Grenville C. Emery (July 19, 1843 – May 9, 1927) was an educator, author, head master and founder of what is now the Harvard-Westlake School in Los Angeles, California.

==Biography==
Emery was born July 19, 1843, in Ripley, Maine, to John G. Emery and Mary Stanley (Jones) Emery, both of whom were of English "Yankee" heritage. Emery's birthname was "John G. Emery". Emery's father had sailed to California from Maine during the Gold Rush of 1849, but returned to New England to engage in various businesses including the construction of a railroad to Lewiston. Emery married Ella Rhoda Pike on January 27, 1871, in Livermore Falls, Maine, and they had seven children.
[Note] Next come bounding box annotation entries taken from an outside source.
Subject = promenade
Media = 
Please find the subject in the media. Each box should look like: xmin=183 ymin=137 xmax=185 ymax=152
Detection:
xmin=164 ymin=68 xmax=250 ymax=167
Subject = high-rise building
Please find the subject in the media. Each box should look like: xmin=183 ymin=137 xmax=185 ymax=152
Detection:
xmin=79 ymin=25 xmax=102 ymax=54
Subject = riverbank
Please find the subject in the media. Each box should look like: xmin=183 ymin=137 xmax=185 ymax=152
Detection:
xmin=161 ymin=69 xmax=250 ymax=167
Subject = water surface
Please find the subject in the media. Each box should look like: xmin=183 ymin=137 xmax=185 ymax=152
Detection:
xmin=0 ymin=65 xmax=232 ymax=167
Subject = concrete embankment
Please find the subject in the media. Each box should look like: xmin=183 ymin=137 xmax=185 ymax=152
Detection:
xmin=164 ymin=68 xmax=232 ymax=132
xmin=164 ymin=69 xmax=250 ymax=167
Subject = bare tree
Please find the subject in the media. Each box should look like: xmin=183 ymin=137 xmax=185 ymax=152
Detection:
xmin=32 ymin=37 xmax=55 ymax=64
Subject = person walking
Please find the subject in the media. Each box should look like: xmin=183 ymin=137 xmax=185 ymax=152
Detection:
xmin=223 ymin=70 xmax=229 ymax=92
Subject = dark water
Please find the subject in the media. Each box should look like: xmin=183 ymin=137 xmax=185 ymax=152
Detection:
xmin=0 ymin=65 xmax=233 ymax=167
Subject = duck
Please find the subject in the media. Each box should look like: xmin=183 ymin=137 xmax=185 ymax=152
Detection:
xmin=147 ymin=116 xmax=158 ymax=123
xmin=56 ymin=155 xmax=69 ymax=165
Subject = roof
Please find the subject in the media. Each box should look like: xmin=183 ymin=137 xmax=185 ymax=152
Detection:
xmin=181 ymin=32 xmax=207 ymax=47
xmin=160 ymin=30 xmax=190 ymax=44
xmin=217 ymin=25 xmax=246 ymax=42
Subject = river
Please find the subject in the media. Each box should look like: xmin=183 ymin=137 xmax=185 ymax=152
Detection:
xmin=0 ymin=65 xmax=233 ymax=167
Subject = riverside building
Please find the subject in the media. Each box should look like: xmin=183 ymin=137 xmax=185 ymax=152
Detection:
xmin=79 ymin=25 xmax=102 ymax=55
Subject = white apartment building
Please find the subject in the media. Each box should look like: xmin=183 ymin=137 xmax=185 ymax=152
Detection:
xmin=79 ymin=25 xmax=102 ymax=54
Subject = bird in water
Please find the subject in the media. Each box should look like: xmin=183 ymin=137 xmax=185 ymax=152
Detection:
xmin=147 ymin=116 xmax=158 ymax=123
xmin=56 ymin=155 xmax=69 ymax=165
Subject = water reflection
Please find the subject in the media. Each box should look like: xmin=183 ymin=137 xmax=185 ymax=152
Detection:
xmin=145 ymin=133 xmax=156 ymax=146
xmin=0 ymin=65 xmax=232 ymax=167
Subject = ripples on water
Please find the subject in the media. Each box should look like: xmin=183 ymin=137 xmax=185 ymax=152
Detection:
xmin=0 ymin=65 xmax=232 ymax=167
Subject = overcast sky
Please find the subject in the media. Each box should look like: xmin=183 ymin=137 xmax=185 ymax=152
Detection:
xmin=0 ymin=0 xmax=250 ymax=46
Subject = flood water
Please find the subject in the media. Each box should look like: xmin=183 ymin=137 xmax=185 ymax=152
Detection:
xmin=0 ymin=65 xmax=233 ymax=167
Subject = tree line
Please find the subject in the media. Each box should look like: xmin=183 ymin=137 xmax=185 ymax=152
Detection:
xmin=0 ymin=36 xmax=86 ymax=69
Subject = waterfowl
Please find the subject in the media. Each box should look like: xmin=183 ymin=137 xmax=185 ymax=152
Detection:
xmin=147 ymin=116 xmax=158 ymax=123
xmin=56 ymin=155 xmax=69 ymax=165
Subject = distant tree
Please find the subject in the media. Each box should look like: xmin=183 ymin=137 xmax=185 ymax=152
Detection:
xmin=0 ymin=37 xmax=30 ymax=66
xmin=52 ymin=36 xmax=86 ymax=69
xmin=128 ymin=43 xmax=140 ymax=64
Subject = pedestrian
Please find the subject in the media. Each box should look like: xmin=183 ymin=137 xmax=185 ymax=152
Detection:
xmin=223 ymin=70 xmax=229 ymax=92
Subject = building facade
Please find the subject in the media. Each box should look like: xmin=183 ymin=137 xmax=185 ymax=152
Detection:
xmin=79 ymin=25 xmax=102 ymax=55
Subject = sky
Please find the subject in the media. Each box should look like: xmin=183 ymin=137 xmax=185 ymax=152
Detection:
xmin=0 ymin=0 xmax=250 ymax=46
As a child, Emery first attended the public schools in Maine and then Corinna Union Academy. Then he attended the Maine State Seminary from 1861 to 1864 and Bates College in Lewiston, Maine, from 1864 to 1868, where he received A. B. and A. M. degrees in 1869 and an honorary Litt. D. in 1904. Emery studied in Göttingen, Germany, from 1882 to 1883.
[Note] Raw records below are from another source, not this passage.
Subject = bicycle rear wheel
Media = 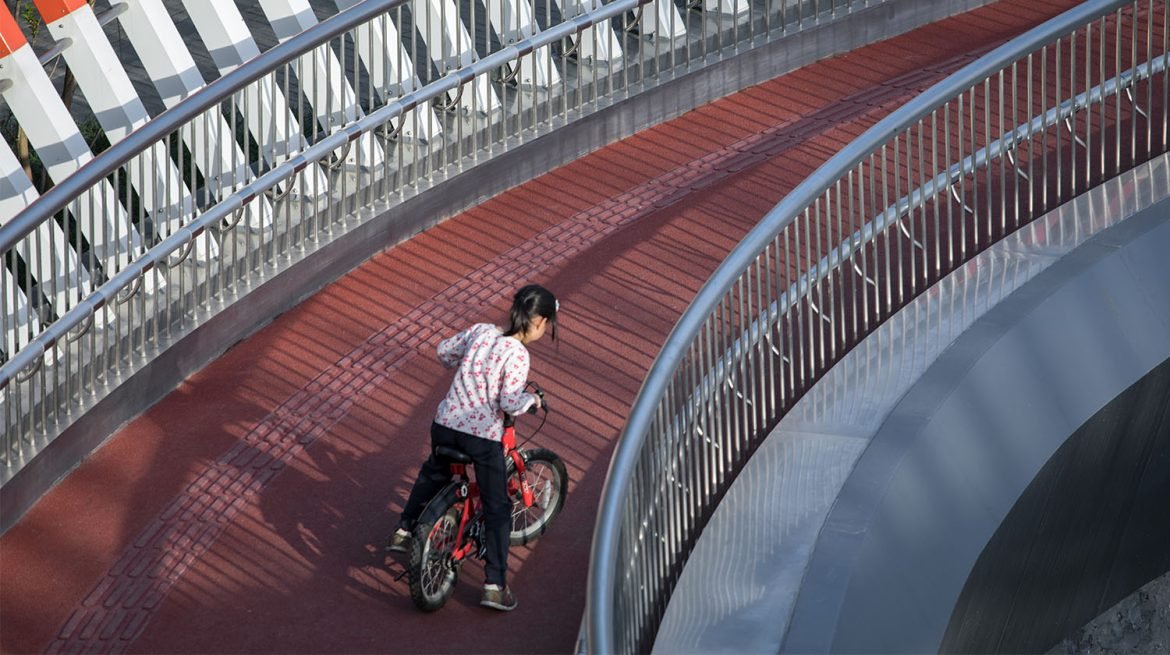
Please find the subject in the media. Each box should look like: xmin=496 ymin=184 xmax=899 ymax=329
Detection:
xmin=410 ymin=501 xmax=462 ymax=612
xmin=508 ymin=448 xmax=569 ymax=546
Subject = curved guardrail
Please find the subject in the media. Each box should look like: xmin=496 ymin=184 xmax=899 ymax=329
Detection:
xmin=583 ymin=0 xmax=1170 ymax=653
xmin=0 ymin=0 xmax=903 ymax=498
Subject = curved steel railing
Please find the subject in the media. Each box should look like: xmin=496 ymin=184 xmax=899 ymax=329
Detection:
xmin=0 ymin=0 xmax=886 ymax=481
xmin=584 ymin=0 xmax=1170 ymax=653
After graduation from Bates, Emery was selected as an instructor at the Maine State Seminary, teaching from 1868 to 1869, until he was appointed principal of Auburn High School and superintendent of the schools in Auburn, Maine, in 1870. From 1871 to 1872 he served as principal of the Grand Rapids High School in Grand Rapids, Michigan. He then returned to New England to serve as sub-master at the Lawrence Grammar School in Boston, Massachusetts, until 1881 when he left to study in Germany. After studying in Europe, Emery returned to become master of the Boston Latin School, serving there until 1897. Emery also authored various mathematics textbooks.

In 1897, Emery moved to Los Angeles, and in 1899 he became principal of the Los Angeles Military Academy. In 1900 Emery founded and became Head Master of the Harvard School in Los Angeles and instituted military drilling. In 1911 Emery transferred control of the school to the Episcopal Church. In 1920 Emery moved to Palo Alto, California, near Stanford University, where he founded the Seale Academy, which was renamed the West Coast Military Academy. The school later merged with another and is now known as the Harker School.

Mrs. Ella Emery died on December 22, 1913, in Los Angeles, and Emery remarried on December 22, 1920, to Katherine D. Monroe. Emery was a member of the Congregational Church.

Grenville C. Emery died in Palo Alto on May 9, 1927.